- Pre-zeroing a page only takes 80ns on a modern cpu. vm_fault overhead
in general is ~at least 1 microscond.
- Pre-zeroing a page leads to a cold-cache case on-use, forcing the fault
source (e.g. a userland program) to actually get the data from main
memory in its likely immediate use of the faulted page, reducing
performance.
- Zeroing the page at fault-time is actually more optimal because it does
not require any reading of dynamic ram and leaves the cache hot.
- Multiple synth and build tests show that active idle-time zeroing of
pages actually reduces performance somewhat and incidental allocations
of already-zerod pages (from page-table tear-downs) do not affect
performance in any meaningful way.
I expect openBSD to continue to do this anyway though because there is the possibility that someone can reboot the system to a new OS (presumably designed just for this purpose) and read whatever was in RAM. Of course programs that deal with encryption zero memory before returning it (It is hard to make sure the compiler doesn't optimize this otherwise useless work out), but most other programs that deal with secrets are not so well written and will live sensitive information around.
The starting point is that there is stale, useless data in ram.

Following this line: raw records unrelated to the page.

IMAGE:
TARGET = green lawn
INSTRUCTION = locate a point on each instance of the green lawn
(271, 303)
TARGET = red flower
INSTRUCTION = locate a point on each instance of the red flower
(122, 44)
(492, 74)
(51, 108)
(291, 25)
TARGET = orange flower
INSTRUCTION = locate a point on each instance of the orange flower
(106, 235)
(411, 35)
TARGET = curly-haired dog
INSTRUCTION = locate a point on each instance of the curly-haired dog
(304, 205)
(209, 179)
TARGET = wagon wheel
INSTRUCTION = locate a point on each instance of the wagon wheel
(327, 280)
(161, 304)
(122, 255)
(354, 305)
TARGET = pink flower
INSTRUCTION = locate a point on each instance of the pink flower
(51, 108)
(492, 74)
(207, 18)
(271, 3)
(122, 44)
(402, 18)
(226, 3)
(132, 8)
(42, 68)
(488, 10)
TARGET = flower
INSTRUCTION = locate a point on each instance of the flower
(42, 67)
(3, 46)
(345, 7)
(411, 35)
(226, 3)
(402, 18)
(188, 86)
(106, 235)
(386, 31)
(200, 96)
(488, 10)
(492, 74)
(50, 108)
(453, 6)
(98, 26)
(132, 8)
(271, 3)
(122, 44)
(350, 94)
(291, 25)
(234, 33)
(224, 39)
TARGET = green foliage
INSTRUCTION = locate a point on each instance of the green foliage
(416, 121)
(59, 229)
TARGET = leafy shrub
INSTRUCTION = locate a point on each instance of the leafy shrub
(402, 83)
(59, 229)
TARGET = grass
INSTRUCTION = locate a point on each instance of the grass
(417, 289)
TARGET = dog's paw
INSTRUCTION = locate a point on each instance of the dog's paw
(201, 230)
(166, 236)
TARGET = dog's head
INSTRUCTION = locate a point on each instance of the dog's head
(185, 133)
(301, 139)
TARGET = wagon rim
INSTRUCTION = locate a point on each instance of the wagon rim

Then a usermode program requests an empty page, and usually when they do this they want to immediately use it.(1) Using non-polluting writes, you have to use main memory bandwidth both for clearing the page, and also for bringing the page back to cache immediately afterwards when the program uses it.
Using writes that just allocate new, cleared dirty lines in cache (like the AMD CLZERO), it avoids both the write (which will happen later, when the lines are evicted from cache, probably after the lines have been used by the program), and the read because the lines are now all in the cache.
(1) And on Linux this is trivially true, because Linux only allocates and clears the page when it is first accessed.
I don't follow. Who is "you" here? The user-mode program, or the kernel-mode zero-page thread (or whatever its name is)? I'm talking about the zero-page thread here, which is zeroing pages in the background long before any thread has requested access. Those threads do not want to evict anything from the cache. This seems exactly what we want.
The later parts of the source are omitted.